Hi - I am trying to determine a good tool that will help me generate a probability of a sale for a list of of 300,000 products. I have a table of historical sales data (with about 300,000 records) that contains around 10 continuous variables along with a dependent variable that has a yes/no (i.e., binary outcome) value indicating whether product in the list has had a sale in the past 12 months.

The historical data essentially looks like this.

Product1,2,3 etc
Variable 1
Variable 2
Variable 3
Variable 4
Variable 5
Variable 6
Variable 7
Variable 8
Variable 9
Variable 10
Sold in past 12 months (Yes or No)

The last variable in the list is of course the dependent variable.

All I want to do is to find a simply tool that is going to be the best or easiest to use, so that I can assign a probability to each product in the list, essentially giving me the chance to condense my list to the products that are the highest likelihood to generate a sale, so that I can list those products instead of the others.

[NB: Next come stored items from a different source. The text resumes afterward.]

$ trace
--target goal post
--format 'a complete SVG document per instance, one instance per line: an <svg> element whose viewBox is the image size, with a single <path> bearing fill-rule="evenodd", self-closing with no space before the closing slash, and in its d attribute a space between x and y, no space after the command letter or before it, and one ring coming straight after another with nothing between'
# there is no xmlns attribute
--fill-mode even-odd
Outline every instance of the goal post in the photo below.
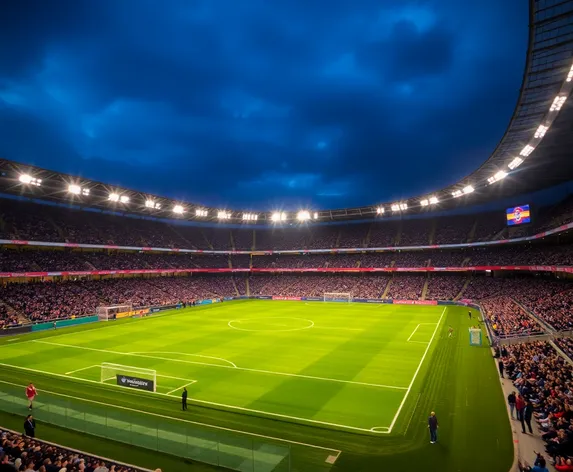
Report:
<svg viewBox="0 0 573 472"><path fill-rule="evenodd" d="M96 314L100 321L115 320L130 316L133 313L133 305L131 303L124 303L123 305L112 306L98 306Z"/></svg>
<svg viewBox="0 0 573 472"><path fill-rule="evenodd" d="M155 392L157 388L157 371L131 365L102 362L100 382L113 382L121 387Z"/></svg>
<svg viewBox="0 0 573 472"><path fill-rule="evenodd" d="M325 302L351 302L352 294L347 292L324 292Z"/></svg>

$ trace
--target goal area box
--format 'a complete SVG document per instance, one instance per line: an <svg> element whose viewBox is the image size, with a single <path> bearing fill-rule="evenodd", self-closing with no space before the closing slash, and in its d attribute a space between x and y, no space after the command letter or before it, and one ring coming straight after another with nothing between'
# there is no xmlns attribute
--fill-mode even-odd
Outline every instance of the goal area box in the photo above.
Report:
<svg viewBox="0 0 573 472"><path fill-rule="evenodd" d="M346 292L325 292L322 300L325 302L351 302L352 294Z"/></svg>
<svg viewBox="0 0 573 472"><path fill-rule="evenodd" d="M98 306L96 315L100 321L116 320L125 318L133 314L133 305L126 303L123 305Z"/></svg>
<svg viewBox="0 0 573 472"><path fill-rule="evenodd" d="M130 365L101 364L101 383L114 381L120 387L135 388L155 392L157 389L157 371Z"/></svg>
<svg viewBox="0 0 573 472"><path fill-rule="evenodd" d="M479 328L470 328L470 346L481 346L482 345L482 333Z"/></svg>

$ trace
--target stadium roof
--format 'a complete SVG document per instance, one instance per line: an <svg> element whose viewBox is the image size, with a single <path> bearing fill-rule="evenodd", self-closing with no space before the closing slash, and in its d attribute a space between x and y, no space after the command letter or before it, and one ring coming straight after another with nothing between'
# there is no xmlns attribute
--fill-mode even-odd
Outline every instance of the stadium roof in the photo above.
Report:
<svg viewBox="0 0 573 472"><path fill-rule="evenodd" d="M492 71L476 71L489 74ZM529 43L519 99L509 125L491 156L459 182L427 195L359 208L302 209L287 220L332 221L412 214L522 194L573 178L573 1L531 0ZM495 110L492 110L495 113ZM0 159L0 192L157 217L281 221L265 213L208 208L170 198ZM24 178L22 178L24 176ZM71 187L70 187L71 186ZM110 207L111 205L111 207Z"/></svg>

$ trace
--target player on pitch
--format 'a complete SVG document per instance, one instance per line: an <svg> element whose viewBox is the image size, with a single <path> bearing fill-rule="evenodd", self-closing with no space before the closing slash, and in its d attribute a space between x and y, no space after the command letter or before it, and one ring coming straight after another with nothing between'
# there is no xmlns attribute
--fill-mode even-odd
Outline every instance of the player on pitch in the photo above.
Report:
<svg viewBox="0 0 573 472"><path fill-rule="evenodd" d="M32 402L34 401L34 398L36 398L36 395L38 394L38 392L36 391L36 387L34 387L34 384L30 384L26 387L26 398L28 399L28 401L30 402L30 405L28 406L28 410L32 409Z"/></svg>

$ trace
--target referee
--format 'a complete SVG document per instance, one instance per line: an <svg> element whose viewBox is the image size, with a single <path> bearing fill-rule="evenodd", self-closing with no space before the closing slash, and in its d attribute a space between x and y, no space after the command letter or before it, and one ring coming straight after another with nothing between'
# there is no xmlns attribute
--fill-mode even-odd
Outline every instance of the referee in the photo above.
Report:
<svg viewBox="0 0 573 472"><path fill-rule="evenodd" d="M183 387L183 393L181 394L181 406L183 411L187 411L187 387Z"/></svg>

Ideally, the tool could do a quick lostic regression, or some other probability calculation based on the available variables, and thereby give me a (RVU-like) number (perhaps a probability ranging from 0 to 1) for each product, allowing me to quickly select the top 50,000 products to list on a website, since they have the higher probability of generating a sale according to the available variables.

I am of course assuming that the variables are somehow correlated to the outcome, but perhaps the tool will help me determine that.

(1) Does anyone have any suggestions of a good tool to accomplish this? I would presume that there is a simple way to set this up in Microsoft Excel, but if not, then a piece of software that does this would of course be great too.

(2) I am also open to suggestions as to which type of regression analysis (or other analysis) is the best to accomplish this.

Thanks for any suggestions.